I want to sign the xml document which will be validated at server. i dont know how to sign and encrypt the xml file using digital certificates such as .cer and .pfx files. i googled out & found various examples but could not understand the standard way i.e.
What are the step by step process to sign and encrypt the xml file
One catch here is,
i want to sign and encrypt the file on client(.net c# code) in such a way that it could be validated and decrypt at server(java code)
If you want to do this both in C# and in Java, you might want to take a look at BouncyCastle. This is a popular library for working with encryption and it supports C# and Java.

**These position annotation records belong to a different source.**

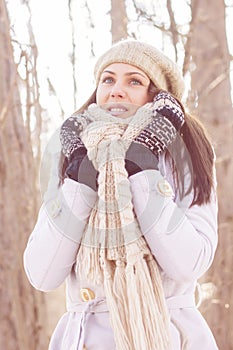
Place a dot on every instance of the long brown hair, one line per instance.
(194, 138)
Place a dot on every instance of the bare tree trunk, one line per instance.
(22, 308)
(119, 20)
(211, 80)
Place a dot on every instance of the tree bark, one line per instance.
(210, 66)
(119, 20)
(22, 308)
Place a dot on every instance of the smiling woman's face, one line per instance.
(122, 89)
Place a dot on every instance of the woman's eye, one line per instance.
(135, 82)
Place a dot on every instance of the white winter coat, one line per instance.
(182, 239)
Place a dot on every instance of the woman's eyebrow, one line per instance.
(128, 73)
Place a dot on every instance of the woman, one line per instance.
(134, 224)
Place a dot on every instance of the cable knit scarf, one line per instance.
(113, 251)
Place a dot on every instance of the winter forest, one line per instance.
(47, 52)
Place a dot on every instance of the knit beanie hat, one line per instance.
(162, 71)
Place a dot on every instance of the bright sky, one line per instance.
(53, 33)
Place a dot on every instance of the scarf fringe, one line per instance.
(113, 251)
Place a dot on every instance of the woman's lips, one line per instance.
(120, 110)
(116, 110)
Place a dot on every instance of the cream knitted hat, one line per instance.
(163, 72)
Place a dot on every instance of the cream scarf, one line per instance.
(113, 251)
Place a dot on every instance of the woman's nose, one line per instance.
(117, 91)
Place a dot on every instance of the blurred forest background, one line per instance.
(47, 50)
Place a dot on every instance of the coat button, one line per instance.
(54, 208)
(164, 188)
(87, 294)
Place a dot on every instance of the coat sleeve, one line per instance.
(53, 244)
(183, 239)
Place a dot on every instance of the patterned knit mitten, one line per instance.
(79, 167)
(168, 118)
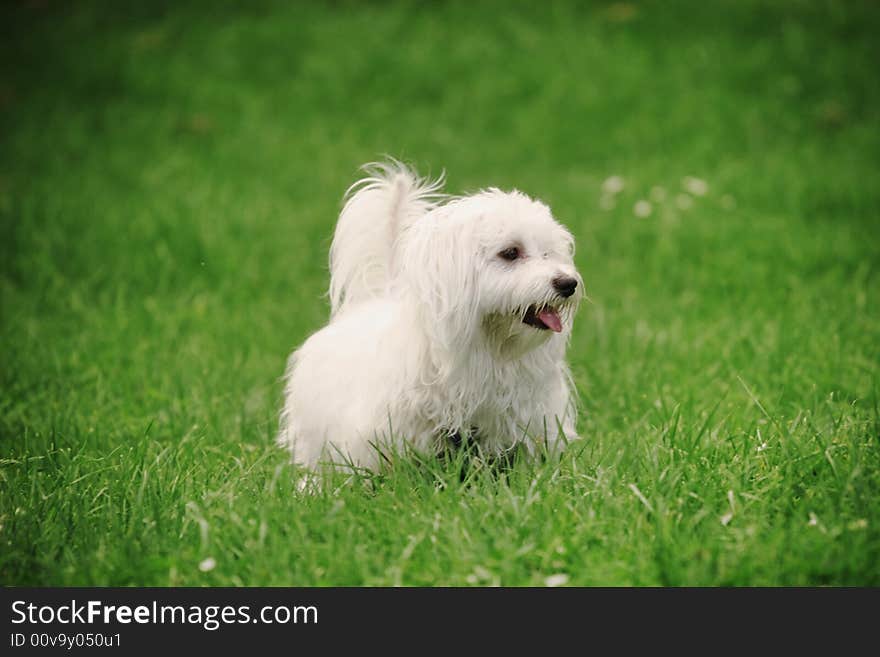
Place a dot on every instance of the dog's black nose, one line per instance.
(565, 285)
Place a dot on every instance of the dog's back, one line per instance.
(378, 210)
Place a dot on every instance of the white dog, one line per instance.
(450, 319)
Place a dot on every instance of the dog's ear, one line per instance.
(438, 265)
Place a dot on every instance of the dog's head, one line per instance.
(495, 267)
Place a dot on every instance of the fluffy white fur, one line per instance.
(428, 336)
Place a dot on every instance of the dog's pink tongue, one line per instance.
(551, 320)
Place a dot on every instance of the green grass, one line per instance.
(169, 181)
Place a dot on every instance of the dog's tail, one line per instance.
(377, 212)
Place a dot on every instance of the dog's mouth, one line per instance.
(544, 318)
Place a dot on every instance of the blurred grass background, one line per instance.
(170, 174)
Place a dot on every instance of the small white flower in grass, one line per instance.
(642, 209)
(657, 194)
(559, 579)
(613, 185)
(695, 186)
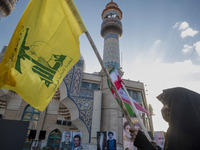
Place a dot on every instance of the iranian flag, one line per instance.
(118, 83)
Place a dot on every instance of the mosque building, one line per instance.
(83, 102)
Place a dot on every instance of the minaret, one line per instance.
(111, 30)
(6, 7)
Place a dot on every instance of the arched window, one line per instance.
(54, 140)
(30, 114)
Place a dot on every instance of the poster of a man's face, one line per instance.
(111, 140)
(127, 139)
(101, 140)
(66, 142)
(159, 138)
(77, 140)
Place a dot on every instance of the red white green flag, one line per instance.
(117, 81)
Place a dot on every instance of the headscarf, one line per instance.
(184, 122)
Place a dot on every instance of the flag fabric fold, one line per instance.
(117, 81)
(43, 48)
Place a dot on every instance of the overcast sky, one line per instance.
(160, 44)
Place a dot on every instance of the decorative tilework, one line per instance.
(83, 99)
(111, 12)
(87, 93)
(111, 57)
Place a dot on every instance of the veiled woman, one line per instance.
(181, 109)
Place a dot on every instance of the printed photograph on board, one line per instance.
(111, 140)
(127, 140)
(76, 144)
(101, 140)
(159, 138)
(66, 142)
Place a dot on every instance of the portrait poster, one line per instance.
(159, 138)
(127, 139)
(101, 140)
(111, 141)
(66, 141)
(77, 141)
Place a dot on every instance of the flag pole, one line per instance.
(137, 114)
(109, 78)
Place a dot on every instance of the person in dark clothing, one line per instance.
(181, 109)
(111, 142)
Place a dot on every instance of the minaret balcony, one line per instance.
(111, 25)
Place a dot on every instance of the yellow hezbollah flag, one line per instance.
(43, 48)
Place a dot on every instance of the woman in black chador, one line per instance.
(181, 109)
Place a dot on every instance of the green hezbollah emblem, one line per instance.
(46, 69)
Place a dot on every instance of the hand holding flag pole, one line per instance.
(137, 114)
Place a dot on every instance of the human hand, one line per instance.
(156, 145)
(133, 132)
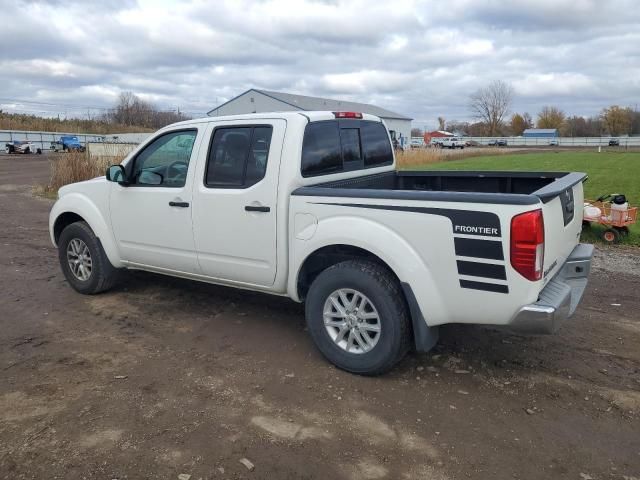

Resource: http://www.bouncycastle.org/
What you need is called XMLDSig and XMLEnc (these are names of corresponding standards for signing and encryption of XML in XML way in opposite to PKCS7/CMS which encrypts and signs data as opaque blobs).
Java has built-in XMLDSig API (read the article here) though there seems to be no native way for XMLEnc.
.NET Framework 4.0 also has built-in mechanisms for XML signing and encryption, yet they are not so obvious. See how-tos here.
Our company offers extensive library for security tasks named SecureBlackbox, and SecureBlackbox includes flexible and easy to use support for XMLDSig, XMLEnc and XAdES. Both .NET and Java editions are available. Read details about XMLBlackbox package of SecureBlackbox.
Update: If you don't care about format and the only route of your XML data is from one particular place to another, then you can use PKCS#7/CMS instead of XMLDSig and XMLEnc. As said above, CMS treats your data as opaque blob and wraps it into binary data. BouncyCastle is one of options then and SecureBlackbox can also be of use.